E per il suo ne aveva appena trovata una, fatta di nylon e lunga un paio di metri.
Il vento quella sera le faceva svolazzare i capelli. Erano mossi ed estremamente lucidi. Aveva ritoccato il colore il giorno prima e per l'occasione, aveva scelto una piega mossa anni quaranta. Era quella che, ogni volta le faceva guadagnare più complimenti.
Si alzò dal ceppo, prese il sacchetto della ferramenta e ne estrasse una corda. Aveva chiesto la più resistente, le avevano risposto che quella al nylon era di certo la più adatta a "resistere alle tensioni". Irene che ora la teneva fra le mani, sorrise al pensiero che anche una corda, sembrava saperne più di lei su come stare al mondo.
Sulla quercia lì accanto, Irene aveva piantato due chiodi, uno ad una decina di centimetri dall'altro. Ad un metro circa da terra. Prese a legare la corda prima sul l'uno poi sull'altro; se uno dei due avesse ceduto, l'altro avrebbe resistito fedelmente.
Prese le estremità del filo e con superba maestria le uni' in un magnifico cappio a due maglie, scorrevole quanto spietato.
Finito il suo minuzioso lavoro, Irene sistemò il vestito. Infilò le scarpe che aveva tolto poco prima per comodità e portandosi i capelli da un lato prese ad abbassarsi fino al livello della corda, poi con una splendida naturalezza infilo' il cappio. Lo allargò quanto basta per far passare le orecchie. Dopo un attimo appena, era tutto pronto. Schiena poggiata al tronco, cappio al collo, seduta su di un immaginaria sedia a cinquanta centimetri da terra; le gambe dolenti per la postura viziata, e di fronte ai suoi occhi lo stesso tramonto che tutte le sere guardava indifferente.
Fu' più veloce di un battito di ciglia.
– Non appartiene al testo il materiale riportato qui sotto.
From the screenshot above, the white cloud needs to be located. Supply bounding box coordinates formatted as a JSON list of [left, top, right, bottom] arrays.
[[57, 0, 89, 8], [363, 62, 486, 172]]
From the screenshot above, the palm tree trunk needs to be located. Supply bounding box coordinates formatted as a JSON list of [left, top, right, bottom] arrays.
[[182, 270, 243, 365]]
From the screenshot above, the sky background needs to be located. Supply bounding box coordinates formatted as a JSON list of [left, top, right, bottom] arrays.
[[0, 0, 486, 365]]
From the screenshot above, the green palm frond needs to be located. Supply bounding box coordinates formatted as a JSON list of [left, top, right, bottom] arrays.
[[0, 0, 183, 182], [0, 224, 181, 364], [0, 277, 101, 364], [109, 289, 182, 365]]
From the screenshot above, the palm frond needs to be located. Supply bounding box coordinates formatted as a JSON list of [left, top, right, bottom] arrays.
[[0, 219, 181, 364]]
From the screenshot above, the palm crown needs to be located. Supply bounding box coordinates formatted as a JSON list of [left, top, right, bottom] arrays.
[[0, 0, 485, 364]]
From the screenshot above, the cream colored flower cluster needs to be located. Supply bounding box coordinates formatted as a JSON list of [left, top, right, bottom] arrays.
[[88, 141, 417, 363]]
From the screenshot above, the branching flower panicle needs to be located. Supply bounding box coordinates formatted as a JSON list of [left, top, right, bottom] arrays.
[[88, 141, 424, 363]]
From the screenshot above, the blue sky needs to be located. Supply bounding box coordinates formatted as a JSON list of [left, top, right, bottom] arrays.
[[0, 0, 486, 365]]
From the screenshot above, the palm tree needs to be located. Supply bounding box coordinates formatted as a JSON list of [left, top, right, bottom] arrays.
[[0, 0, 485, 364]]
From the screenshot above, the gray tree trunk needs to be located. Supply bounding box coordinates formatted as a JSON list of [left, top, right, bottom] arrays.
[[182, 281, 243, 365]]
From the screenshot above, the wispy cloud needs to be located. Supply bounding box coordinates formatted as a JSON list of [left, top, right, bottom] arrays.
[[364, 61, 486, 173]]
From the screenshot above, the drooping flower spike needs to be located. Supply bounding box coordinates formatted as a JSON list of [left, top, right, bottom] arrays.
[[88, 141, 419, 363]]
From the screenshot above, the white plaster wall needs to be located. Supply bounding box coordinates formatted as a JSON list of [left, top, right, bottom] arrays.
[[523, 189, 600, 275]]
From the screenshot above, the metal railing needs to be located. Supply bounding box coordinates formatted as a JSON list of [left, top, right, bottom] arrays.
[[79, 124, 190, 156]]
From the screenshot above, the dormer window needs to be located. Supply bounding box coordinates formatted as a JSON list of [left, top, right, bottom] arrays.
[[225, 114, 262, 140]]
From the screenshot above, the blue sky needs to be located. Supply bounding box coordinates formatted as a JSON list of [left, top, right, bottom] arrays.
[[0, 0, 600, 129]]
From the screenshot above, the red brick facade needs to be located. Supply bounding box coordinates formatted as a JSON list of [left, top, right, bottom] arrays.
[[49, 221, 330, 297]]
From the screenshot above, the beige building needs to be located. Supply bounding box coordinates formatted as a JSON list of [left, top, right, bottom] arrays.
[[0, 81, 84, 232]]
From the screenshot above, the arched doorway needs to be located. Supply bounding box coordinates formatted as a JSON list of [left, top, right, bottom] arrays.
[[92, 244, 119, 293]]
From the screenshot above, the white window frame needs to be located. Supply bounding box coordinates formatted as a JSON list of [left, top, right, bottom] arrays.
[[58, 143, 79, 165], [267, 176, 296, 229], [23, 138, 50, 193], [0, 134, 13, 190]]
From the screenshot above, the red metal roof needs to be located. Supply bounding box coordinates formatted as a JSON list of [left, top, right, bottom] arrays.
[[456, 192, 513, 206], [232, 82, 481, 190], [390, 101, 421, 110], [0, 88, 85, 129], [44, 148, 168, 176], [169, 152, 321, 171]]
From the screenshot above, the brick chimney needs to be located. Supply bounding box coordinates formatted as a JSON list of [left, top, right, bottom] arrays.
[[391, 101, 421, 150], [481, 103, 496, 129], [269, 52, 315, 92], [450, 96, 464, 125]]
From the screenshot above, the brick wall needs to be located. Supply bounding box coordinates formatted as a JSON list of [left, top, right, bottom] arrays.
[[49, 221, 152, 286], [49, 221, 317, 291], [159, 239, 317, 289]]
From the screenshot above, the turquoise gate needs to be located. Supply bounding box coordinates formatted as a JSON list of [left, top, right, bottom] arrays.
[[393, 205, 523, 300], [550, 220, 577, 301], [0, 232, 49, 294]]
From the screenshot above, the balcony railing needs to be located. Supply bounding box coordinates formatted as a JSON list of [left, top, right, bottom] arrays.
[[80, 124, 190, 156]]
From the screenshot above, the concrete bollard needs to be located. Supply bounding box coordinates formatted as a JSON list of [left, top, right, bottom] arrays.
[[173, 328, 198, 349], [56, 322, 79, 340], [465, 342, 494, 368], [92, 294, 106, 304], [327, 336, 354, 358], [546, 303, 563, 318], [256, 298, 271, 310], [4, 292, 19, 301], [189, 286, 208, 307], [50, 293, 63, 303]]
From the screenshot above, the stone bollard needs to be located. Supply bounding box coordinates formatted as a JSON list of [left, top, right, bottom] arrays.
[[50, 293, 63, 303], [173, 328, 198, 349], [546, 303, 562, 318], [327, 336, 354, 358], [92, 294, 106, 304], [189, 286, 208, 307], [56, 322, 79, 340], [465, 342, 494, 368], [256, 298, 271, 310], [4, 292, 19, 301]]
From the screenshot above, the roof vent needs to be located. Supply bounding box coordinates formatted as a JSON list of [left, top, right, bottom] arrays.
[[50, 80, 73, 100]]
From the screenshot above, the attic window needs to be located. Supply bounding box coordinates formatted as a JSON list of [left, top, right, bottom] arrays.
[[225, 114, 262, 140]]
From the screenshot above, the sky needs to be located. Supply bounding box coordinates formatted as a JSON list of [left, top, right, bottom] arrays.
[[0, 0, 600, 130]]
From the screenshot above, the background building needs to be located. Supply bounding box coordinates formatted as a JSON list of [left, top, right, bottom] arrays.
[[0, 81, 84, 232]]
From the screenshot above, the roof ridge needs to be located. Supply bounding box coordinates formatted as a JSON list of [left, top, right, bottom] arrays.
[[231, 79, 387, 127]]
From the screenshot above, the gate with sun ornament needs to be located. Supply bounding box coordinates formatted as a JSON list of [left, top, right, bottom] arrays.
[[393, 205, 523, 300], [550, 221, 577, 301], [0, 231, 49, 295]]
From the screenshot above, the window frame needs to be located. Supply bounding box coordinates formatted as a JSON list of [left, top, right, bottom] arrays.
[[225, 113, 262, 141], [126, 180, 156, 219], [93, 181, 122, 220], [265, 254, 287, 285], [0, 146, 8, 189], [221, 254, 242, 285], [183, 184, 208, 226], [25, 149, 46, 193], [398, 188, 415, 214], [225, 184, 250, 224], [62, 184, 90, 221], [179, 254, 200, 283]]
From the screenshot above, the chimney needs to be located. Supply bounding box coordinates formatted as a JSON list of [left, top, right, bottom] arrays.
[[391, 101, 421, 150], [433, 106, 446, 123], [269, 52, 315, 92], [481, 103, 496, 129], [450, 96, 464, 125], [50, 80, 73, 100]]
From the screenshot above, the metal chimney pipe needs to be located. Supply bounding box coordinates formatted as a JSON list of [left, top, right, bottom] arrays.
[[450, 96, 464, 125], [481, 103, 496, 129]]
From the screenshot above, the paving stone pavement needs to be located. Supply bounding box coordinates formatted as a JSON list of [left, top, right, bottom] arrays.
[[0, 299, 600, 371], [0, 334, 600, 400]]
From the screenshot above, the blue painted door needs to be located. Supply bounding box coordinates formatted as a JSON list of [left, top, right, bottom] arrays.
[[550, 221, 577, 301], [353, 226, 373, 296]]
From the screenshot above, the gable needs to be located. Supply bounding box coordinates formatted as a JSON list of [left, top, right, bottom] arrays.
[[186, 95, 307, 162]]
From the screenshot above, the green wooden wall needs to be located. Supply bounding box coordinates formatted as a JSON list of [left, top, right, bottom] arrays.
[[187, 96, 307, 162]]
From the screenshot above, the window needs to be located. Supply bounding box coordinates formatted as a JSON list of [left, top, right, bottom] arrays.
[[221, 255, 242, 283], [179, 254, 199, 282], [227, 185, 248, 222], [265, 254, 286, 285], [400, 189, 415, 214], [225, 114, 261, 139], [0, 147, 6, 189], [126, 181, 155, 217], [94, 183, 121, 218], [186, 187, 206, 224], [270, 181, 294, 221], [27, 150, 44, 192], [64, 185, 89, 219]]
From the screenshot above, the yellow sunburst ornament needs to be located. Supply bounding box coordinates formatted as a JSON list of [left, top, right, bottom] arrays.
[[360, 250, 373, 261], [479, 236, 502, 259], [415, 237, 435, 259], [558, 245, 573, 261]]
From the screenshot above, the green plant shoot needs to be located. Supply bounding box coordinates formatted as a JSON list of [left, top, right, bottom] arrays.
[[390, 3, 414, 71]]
Decise di far cedere le gambe stanche. Di colpo.
Lasciò che la gravità facesse il resto, i suoi cinquantatré chili si riversarono verso terra, le maglie del cappio scivolarono e seppero stringere bene il collo. Il sedere arrivò quasi a toccare terra, quasi, per un paio di centimetri non lo fece.
Rimase ferma Irene. Neanche per un istante pensò di rialzarsi, avrebbe potuto se avesse voluto. Ma no, non lo fece. E non lo fece perché accadde qualcosa di meraviglioso!
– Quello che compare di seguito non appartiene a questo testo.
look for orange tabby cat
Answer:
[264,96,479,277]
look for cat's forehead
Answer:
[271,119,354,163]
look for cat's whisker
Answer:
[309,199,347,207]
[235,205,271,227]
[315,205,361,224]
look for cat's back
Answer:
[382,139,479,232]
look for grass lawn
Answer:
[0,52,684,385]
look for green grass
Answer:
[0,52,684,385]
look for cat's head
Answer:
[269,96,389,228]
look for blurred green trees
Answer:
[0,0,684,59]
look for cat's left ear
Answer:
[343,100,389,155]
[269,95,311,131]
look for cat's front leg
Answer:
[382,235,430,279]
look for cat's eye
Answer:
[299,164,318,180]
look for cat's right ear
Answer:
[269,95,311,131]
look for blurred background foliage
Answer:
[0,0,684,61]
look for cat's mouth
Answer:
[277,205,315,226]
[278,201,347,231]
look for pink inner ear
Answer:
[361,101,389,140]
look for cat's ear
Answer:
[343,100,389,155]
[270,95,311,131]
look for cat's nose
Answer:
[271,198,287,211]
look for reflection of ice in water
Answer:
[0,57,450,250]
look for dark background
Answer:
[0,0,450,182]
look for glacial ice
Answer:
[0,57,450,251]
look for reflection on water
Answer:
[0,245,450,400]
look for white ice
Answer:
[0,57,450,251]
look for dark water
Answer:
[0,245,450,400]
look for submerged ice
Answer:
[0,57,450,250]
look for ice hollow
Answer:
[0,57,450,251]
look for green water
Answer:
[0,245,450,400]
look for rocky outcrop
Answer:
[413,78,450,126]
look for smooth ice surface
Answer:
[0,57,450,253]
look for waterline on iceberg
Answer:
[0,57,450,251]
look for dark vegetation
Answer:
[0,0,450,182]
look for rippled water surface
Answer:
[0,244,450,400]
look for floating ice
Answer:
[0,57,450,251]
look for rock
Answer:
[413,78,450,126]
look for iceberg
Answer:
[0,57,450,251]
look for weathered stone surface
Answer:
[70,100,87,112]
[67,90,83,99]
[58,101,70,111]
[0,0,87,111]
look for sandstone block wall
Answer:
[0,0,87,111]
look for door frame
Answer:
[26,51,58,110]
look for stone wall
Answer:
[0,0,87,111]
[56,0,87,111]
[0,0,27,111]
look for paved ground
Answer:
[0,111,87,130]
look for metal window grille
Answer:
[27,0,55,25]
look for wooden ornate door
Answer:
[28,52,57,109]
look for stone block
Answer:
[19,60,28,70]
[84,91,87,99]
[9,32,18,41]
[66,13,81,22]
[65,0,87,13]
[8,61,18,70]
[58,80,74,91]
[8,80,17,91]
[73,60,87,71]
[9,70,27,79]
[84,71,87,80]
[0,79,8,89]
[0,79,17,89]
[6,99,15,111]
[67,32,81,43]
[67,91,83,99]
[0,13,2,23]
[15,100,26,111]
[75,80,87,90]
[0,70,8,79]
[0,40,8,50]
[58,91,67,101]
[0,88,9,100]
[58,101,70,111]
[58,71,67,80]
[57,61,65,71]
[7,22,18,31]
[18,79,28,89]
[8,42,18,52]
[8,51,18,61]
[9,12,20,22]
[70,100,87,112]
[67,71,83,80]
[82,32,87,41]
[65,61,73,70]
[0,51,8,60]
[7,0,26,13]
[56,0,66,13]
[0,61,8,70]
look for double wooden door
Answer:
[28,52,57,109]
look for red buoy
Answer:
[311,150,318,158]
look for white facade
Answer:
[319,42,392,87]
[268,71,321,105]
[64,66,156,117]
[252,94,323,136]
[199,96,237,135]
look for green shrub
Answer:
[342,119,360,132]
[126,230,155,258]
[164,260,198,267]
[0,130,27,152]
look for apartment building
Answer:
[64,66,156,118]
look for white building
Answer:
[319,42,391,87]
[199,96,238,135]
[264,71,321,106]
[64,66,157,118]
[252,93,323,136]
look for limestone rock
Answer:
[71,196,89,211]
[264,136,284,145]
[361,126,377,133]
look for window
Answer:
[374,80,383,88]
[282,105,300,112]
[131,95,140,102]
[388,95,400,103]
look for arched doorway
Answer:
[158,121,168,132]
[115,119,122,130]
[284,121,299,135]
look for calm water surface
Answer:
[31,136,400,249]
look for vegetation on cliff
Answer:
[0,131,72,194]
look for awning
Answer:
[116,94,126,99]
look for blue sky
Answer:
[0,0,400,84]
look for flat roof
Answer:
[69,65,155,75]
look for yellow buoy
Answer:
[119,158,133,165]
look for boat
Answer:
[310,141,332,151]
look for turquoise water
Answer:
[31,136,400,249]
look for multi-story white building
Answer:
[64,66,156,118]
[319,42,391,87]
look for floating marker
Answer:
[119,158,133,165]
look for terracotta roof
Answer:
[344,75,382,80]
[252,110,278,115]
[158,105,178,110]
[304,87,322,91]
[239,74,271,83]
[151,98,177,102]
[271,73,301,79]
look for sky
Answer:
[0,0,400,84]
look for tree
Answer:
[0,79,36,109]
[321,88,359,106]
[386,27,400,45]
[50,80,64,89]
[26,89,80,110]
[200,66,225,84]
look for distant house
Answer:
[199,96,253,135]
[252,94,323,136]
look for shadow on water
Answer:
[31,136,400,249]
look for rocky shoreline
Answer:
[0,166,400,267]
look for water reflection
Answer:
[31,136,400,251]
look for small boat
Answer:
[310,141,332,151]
Sentì. Irene iniziò a sentire, dapprima la corteccia grattarle la schiena, poi fu la volta del vento, leggero e caldo mentre le accarezzava il viso; guardò Irene, guardò il tramonto davanti ai suoi occhi che, sebbene gonfi e messi a dura prova dalla crescente pressione sanguigna, non smettevano di catturare frammenti di meraviglia. Ora le libellule, ora i fili d'erba lucidi e sinuosi, tutto aveva preso a splendere di luce nuova. Un profumo di torta alle mele, proveniente da una casa lì vicino, ora le avrebbe invaso le narici se solo il respiro non le fosse stato negato dalla morsa del cappio, pensò Irene vedendo la vicina poggiare il dolce alla finestra per raffreddarlo.
Tornò a guardare i campi. Sentì il petto esplodere. La vista si offuscò ancora, pensò che magari, avrebbe voluto osservare ancora quei tramonti, forse se avesse resistito, li avrebbe saputi apprezzare. Tentò allora di rialzarsi. Con la mente cercò di coordinare le gambe. Non ci riuscì. Riuscì invece a sentire le orecchie dolere come infuocate, i suoni implodere, scomparire per poi apparire come palle di cannone. Riprovò ancora a rialzarsi.
Non ci riuscì.
La trovarono il giorno dopo Irene. Furono i suoi figli a trovarla. A guardarla bene adesso, sulla faccia di Irene qualcosa si leggeva.
Irene adesso viaggiava da qualche parte.